October also features a retrospective look at one of international cinema’s most challenging and innovative filmmakers (and one of Chicago’s favorite sons), Apichatpong Weerasethakul. This week features perhaps his most popular and accessible (if that can be a thing with Weerasethakul), Uncle Boonmee Who Can Recall His Past Lives (Apichatpong Weerasethakul, 2010, 35mm) on Friday and Sunday.
Making ‘Em Move: A History of Animation, the Siskel’s series in association with the School of the Art Institute, continues this week with a Saturday and Tuesday screenings the beautiful and devastating animated documentary Waltz with Bashir (Ari Folman, 2008, 35mm). Mixing interviews with animated recreations, the film is a unique cinematic vision. As an added bonus, the screening on Tuesday, October 17 includes a post-screening discussion led by Notre Dame Professor Donald Crafton.

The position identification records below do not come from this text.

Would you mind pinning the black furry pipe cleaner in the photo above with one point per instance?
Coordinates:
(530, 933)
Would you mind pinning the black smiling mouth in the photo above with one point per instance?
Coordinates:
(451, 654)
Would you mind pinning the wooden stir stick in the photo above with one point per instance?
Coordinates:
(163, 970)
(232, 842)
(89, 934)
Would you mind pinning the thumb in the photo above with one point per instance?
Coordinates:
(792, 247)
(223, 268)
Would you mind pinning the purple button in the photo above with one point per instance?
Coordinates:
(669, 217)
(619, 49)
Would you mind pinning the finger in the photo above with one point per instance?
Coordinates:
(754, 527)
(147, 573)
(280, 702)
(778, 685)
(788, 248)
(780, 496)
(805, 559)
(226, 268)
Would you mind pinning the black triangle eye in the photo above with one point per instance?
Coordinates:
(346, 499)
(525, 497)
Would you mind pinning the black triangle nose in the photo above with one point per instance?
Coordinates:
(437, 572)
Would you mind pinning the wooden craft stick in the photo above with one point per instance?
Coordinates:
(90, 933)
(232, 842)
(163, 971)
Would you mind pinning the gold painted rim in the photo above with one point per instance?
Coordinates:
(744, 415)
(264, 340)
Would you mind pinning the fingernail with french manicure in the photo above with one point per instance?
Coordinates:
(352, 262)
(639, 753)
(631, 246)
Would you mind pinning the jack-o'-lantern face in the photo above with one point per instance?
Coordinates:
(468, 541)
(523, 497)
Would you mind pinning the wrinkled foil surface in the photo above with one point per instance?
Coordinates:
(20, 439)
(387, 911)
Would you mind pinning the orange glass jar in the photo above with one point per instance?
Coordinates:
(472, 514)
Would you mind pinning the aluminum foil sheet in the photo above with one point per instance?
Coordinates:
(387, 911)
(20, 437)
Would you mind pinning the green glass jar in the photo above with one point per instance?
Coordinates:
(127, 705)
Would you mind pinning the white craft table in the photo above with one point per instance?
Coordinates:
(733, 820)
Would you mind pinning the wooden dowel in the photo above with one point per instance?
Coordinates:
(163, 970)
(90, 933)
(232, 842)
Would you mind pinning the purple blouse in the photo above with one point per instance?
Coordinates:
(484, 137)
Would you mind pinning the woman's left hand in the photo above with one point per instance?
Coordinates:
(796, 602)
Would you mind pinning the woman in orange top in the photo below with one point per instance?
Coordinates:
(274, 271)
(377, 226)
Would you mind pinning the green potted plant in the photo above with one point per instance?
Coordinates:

Music Box Theatre, 3733 N Southport Ave
In a relatively light week for repertory screenings at the Music Box (though you should definitely go see Harry Dean Stanton’s swansong Lucky during its week-long engagement), the highlight is two midnight screenings on Friday and Saturday to celebrate the 30th anniversary of the height of horror-comedy, Evil Dead II (Sam Raimi, 1987, 35mm).
For the morning crowd, Jimmy Through the Years continues with Saturday and Sunday matinee screenings of Jimmy Stewart’s second collaboration with the master of suspense, Rear Window (Alfred Hitchcock, 1954, 35mm). The masterpiece of murder and voyeurism is an absolute must-see on the big screen.

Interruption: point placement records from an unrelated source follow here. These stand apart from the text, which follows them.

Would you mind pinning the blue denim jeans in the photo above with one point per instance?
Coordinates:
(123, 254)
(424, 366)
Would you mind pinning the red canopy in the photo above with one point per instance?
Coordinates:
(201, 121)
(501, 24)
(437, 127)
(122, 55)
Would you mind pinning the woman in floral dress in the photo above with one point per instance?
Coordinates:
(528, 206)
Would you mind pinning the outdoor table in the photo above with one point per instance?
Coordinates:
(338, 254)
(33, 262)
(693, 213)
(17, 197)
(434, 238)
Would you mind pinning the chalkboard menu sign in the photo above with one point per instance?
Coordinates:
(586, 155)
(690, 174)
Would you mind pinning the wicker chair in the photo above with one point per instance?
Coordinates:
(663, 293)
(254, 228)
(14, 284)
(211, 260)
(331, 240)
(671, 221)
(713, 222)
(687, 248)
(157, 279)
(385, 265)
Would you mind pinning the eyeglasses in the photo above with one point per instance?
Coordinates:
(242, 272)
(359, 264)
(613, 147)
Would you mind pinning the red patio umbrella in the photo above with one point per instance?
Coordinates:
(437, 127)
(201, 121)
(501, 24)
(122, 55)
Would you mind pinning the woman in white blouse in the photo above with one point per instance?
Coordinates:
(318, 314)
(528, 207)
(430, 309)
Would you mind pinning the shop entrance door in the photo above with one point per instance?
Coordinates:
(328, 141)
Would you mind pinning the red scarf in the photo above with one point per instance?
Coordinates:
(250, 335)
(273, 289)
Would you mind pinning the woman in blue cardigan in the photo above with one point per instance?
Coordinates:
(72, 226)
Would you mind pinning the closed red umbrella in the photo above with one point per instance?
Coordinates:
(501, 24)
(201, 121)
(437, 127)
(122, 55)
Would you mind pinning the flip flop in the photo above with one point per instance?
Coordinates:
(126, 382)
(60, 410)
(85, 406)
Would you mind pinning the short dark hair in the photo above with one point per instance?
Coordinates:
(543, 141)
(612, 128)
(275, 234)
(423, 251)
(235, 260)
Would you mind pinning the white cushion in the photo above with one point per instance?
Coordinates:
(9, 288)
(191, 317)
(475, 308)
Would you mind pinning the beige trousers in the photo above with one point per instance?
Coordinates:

Doc Films, 1212 E 59th St # 3
The fall slate of nightly film series at Doc Films is underway and it is an impressive slate (as usual). Here is the rundown along with this week’s screenings:
Fridays, From Here to Eternity: A Burt Lancaster and Montgomery Clift Retrospective: Atlantic City (Louis Malle, 1980, 35mm), starring Lancaster and Susan Sarandon (also showing on Sunday, October 15)
Sundays, Love is Colder than Death: The Films of Rainer Werner Fassbinder: The American Soldier (Rainer Werner Fassbinder, 1970, 35mm)
Mondays, Commedia All’Italiana: Italian Comedy in the 60’s and 70’s: Seduced and Abandoned (Pietro Germi, 1964, 35mm)
Tuesdays, Dreams and Ashes: Essentials of Polish Cinema: The Saragossa Manuscript (Wojciech Jerzy Has, 1965, DCP)
Wednesdays, Il Padrone: An Al Pacino Retrospective: Serpico (Sidney Lumet, 1973, 35mm)
Thursdays, Growing Up: Coming of Age Around the World: Aparajito (Satyajit Ray, 1956, DCP)
Thursdays, Down the Rabbit Hole: Mindfucks and Mysteries at the Movies: Requiem for a Dream (Darren Aronofsky, 2000, 35mm)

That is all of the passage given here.